Dr. Lu and colleagues designed the phase II RIGHT Choice clinical trial to compare the outcomes of patients with aggressive disease treated with ribociclib plus endocrine therapy to those treated with combination chemotherapy.

Among their findings, Dr. Lu reported that patients treated with ribociclib plus endocrine therapy had a progression-free survival of 24 months, nearly one year more than that of patients treated with chemotherapy (12.3 months). The median time to treatment failure was also longer among patients treated with ribociclib plus endocrine therapy—18.6 months versus 8.5 months among patients treated with chemotherapy.

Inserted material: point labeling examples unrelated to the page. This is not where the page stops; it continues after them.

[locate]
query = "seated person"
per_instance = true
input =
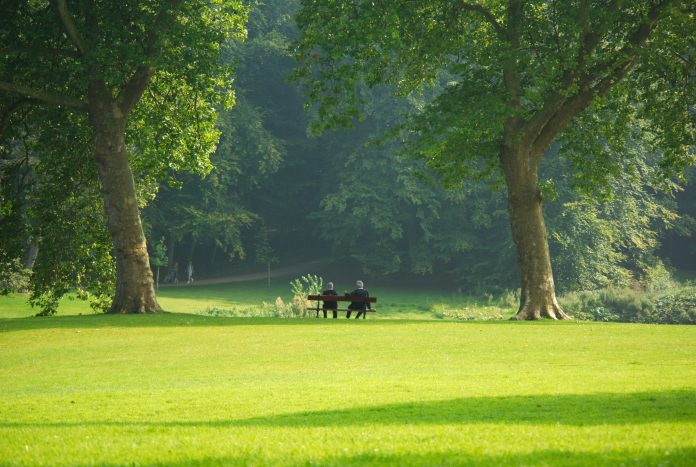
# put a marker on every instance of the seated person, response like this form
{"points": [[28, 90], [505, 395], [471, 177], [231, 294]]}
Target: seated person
{"points": [[331, 305], [361, 306]]}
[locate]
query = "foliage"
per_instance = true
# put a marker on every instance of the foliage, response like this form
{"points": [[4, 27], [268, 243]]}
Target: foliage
{"points": [[15, 278], [77, 55], [309, 284], [672, 306], [159, 256], [506, 79]]}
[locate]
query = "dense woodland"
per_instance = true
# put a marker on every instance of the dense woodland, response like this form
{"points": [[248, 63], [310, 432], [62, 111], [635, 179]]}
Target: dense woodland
{"points": [[281, 186]]}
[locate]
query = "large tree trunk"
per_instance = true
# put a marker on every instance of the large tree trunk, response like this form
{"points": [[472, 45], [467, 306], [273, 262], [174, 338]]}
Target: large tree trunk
{"points": [[538, 293], [135, 291]]}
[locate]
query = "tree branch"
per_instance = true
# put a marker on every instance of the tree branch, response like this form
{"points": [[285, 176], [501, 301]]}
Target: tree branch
{"points": [[559, 110], [47, 97], [70, 26], [486, 13], [40, 51], [8, 112], [134, 88], [136, 85]]}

The overall response rate was similar between the two treatment arms; however, the rates of symptomatic adverse events, such as diarrhea and fatigue, were different. Serious, treatment-related adverse events emerged in 1.8% of patients receiving ribociclib plus endocrine therapy and in 8% of patients receiving combination chemotherapy. Similarly, 7.1% of patients treated with ribociclib plus endocrine therapy and 23% of patients treated with chemotherapy discontinued at least one component of study treatment due to treatment-related adverse events.

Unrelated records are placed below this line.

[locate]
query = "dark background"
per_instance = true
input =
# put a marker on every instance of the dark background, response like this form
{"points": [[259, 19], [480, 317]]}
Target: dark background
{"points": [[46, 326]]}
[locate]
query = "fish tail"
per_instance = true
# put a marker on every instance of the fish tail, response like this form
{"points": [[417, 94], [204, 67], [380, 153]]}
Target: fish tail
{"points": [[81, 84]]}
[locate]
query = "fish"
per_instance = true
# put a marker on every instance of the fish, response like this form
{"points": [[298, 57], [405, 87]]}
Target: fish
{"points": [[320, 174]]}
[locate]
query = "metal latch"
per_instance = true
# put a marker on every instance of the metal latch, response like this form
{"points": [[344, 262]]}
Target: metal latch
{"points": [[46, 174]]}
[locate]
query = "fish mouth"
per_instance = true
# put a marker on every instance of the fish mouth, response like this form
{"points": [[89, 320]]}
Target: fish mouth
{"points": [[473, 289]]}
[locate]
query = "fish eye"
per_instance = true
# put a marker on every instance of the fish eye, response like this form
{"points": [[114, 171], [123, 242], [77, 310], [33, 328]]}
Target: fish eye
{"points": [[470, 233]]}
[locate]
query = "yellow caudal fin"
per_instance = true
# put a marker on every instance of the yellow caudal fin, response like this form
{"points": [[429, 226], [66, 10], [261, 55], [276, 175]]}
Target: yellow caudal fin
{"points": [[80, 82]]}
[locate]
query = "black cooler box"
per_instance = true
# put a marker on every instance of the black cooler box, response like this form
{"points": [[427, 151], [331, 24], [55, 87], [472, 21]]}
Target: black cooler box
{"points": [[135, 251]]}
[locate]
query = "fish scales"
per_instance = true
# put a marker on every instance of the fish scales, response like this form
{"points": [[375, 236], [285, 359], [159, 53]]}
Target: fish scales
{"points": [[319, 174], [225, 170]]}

“Compared with combination chemotherapy, ribociclib plus endocrine therapy may offer more durable antitumor efficacy with better tolerability and compliance,” Dr. Lu said. “Overall, these improvements in outcomes and tolerability should translate into an evolution of our standard of care for patients with hard-to-treat breast cancer, providing clinicians with guidance for treating this patient population.”